Today, DH gets calls and texts from the school letting him know SS wasn't at school. BM texted then to tell DH SS had a fever and was throwing up. DH replied maybe he needed to see the doctor. No response. He's spending the day with BM's parents and they reported he's feeling a lot better.

Uh-huh.

I can count on one hand the number of times this kid has been sick in the seven years I've known him. And suddenly he's sick five times in four months? Each time on a school day. Each time with a sudden and miraculous improvement.

DH said he's suspicious, but "you can't fake fever and vomiting." I told him he might want to Google faking sick. There are tons of sites out there.

Anyway, I told DH SS probably should see a doctor to make sure there's not a legit problem.

Regardless, his mom and her parents aren't going to make him keep up with assignments while he's out, which means he'll get even more behind. And when he comes back Sunday, DH will have to sit with him and make him go through and do whatever had piled up.

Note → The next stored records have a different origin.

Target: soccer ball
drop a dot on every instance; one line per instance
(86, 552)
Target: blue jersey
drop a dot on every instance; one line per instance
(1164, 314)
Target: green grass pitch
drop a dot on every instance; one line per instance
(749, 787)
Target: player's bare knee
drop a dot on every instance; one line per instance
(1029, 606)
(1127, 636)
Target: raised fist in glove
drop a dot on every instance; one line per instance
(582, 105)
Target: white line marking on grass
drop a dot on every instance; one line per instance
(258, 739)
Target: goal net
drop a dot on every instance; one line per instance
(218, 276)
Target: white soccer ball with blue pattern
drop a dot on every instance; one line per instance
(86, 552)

SS is smart. No question. But he's lazy and he got used to As and Bs with minimal effort. Now he's being challenged and can't cope. Yet he's not being given skills to do so and is instead being allowed to avoid and avoid so it becomes a mountain of work.

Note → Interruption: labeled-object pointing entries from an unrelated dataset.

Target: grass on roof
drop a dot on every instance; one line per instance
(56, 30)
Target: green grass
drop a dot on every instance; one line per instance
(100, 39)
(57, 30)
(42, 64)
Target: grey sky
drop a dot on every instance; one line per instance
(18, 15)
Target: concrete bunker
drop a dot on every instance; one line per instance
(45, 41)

Ugh. I'm staying out of it.

Comments

Harry's picture

With kid.  School work is easy  They just answer the question. No effort, no studying, No system or strategy ,,to look up things, work out things. He wasn't working at school. Then things get hard ,,they are lost,l. Bet every time SS was sick, there was a test, he would fail, some work assignments he had to turn in. Or had to do something in front of his classmates.

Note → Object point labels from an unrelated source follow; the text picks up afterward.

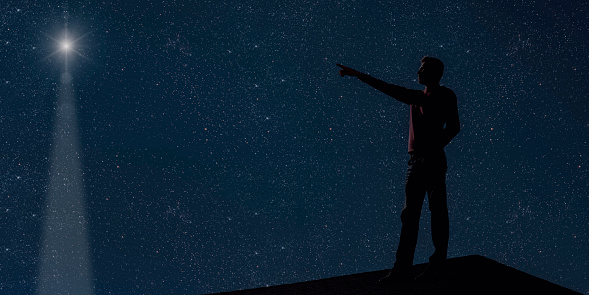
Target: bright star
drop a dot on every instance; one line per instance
(66, 45)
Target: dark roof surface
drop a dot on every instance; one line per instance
(463, 275)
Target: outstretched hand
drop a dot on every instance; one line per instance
(347, 71)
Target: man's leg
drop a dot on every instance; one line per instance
(414, 195)
(439, 209)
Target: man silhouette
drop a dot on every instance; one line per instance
(433, 122)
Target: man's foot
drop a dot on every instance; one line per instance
(398, 276)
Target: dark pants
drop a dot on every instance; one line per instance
(425, 174)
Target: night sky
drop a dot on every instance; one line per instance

He suck because he wasn't prepared for school 

Your DH has to teach his DS how to study, how to figure out his assignments, how to do the hard work of school or he wii be totally lost. What looks like he is already 

Hastings's picture

Absolutely. He's trying. But every time he talks to him about it, SS starts crying and/or yelling. And, of course, every time he goes back to BM's, he falls behind again because she and her parents pretty much let him do what he wants. They seem to live in fear of upsetting him.

CajunMom's picture

Stay out of it. Let your DH handle it because it's going to get worse and then you will be the one to catch the hell. Mind you, you'd be doing and saying all the right things but it doesn't work when both parents aren't parenting. You will become the target for trying to "help." All your DH can do is stay on top of his kid's work on his custody time. 

TrueNorth77's picture

BOTH skids will start getting zero's and not turning in homework, especially SS16, because he's lazy. Crazy will let them call in sick as many times as they want- it's really miraculous how many 1-day sicknesses they have at her house, and how they never have any here....when they get sick here they are legit sick for days. It drives me nuts but I completely let DH handle it and try not to even say much because somehow he will end up getting defensive. He does handle it and yells at them pretty good about zero's and their grades immediately improve, until next time...

Hastings's picture

Sounds about right. DH gets into him, talks to him, makes him sit down and go through all assignments and prove he's done them, etc. Then he goes back to BM's and spends the week with her and her parents and he falls behind again.

It's all kind of ridiculous. She and her parents are all highly educated, successful people, yet they show no interest or inclination to teaching SS similar values.